Os burros podem carregar volumes surpreendentes nas costas – até 20-30% do seu próprio peso – com segurança — Foto: Getty Images via BBC
Recht afirma que isso coincidiu com o aumento do uso do bronze durante o terceiro milênio antes de Cristo.
“Os burros conseguiam carregar o peso do cobre por longas distâncias e para regiões onde [o metal] não podia ser encontrado naturalmente (ou apenas em quantidades muito pequenas), incluindo a Mesopotâmia”, afirma ela.
Mas os burros e outros equídeos também mudaram os equipamentos bélicos no mesmo período.
“Começamos a vê-los à frente de veículos com rodas participando de batalhas, além de fornecer o transporte das provisões necessárias para um exército invasor”, afirma Recht.
Os burros tinham tanta importância que eram até apresentados em rituais importantes.
“No Egito e na Mesopotâmia, os burros eram considerados tão importantes que eram enterrados com seres humanos – em alguns casos, até com reis ou governantes”, afirma Recht.
“Existem também casos de burros enterrados sozinhos.”
Ela acrescenta que, no segundo milênio antes de Cristo, os burros também eram sacrificados para os chamados depósitos de construção ou fundações e como parte de rituais associados à assinatura de tratados.
Os exemplares mais antigos estudados por Orlando e seus colegas foram três burros da idade do bronze, encontrados na Turquia.
“Eles são datados por radiocarbono com 4,5 mil anos de idade e têm composição genética similar às subpopulações asiáticas modernas”, afirma Todd. Isso indica que a subpopulação de burros domesticados da Ásia desmembrou-se de outras linhagens mais ou menos nessa época.
As pesquisas também confirmam que os burros têm sido companhia muito mais constante dos seres humanos que seus parentes equinos, os cavalos.
“Os cavalos domésticos modernos, que foram domesticados cerca de 4,2 mil anos atrás, tiveram impacto muito grande sobre a história humana”, afirma Orlando. “Agora, o nosso estudo revela que o impacto dos burros é ainda anterior.”
A infindável utilidade dos burros contraria um pouco a quantidade de atenção que ele recebeu, em comparação com os cães e os cavalos. Atualmente, os burros são bastante desprezados em muitas partes do mundo.
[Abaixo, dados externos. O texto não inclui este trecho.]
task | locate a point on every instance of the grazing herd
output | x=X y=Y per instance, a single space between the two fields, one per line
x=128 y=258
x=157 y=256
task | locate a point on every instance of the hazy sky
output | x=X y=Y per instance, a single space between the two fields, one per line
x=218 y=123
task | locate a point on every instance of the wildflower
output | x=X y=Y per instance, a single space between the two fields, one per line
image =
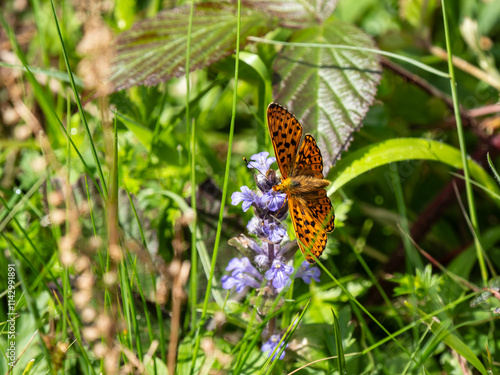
x=254 y=226
x=261 y=162
x=271 y=344
x=273 y=231
x=242 y=265
x=306 y=272
x=279 y=274
x=240 y=280
x=247 y=196
x=275 y=200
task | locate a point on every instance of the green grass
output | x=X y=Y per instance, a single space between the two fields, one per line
x=116 y=209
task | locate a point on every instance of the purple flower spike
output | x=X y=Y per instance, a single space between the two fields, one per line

Mas, em alguns lugares, eles ainda mantêm a mesma importância de sempre.
“O burro é um animal importante na vida diária de milhões de pessoas em todo o mundo”, afirma Todd. “Sua população aumenta em 1% todos os anos.”
“Nos países em desenvolvimento, os burros não são usados na vida diária, mas, em muitas comunidades em desenvolvimento em regiões que incluem a África e a península arábica, ainda se conta com os burros para a movimentação de pessoas e mercadorias”, explica ela.
Todd acrescenta que compreender a composição genética dos burros pode também ajudar a melhorar sua criação e administração no futuro.
Uma questão importante que os pesquisadores esperam responder em estudos futuros é encontrar um parente selvagem próximo do burro domesticado. Orlando, Todd e seus colegas conseguiram identificar três candidatos.
“Sabemos que o burro descende do asno silvestre africano”, afirma Todd. “Existem três subespécies conhecidas. Uma delas foi extinta no tempo dos romanos, em 200 d.C., a segunda provavelmente está extinta na vida selvagem e a terceira está em perigo crítico de extinção.”
É preciso mais estudo para saber se existiram ou se ainda existem outras subespécies não identificadas do asno silvestre africano, o que poderá ajudar a aumentar nossa compreensão da história genética dos burros. Talvez elas revelem mais sobre a importância do papel desempenhado pelos burros na nossa própria história.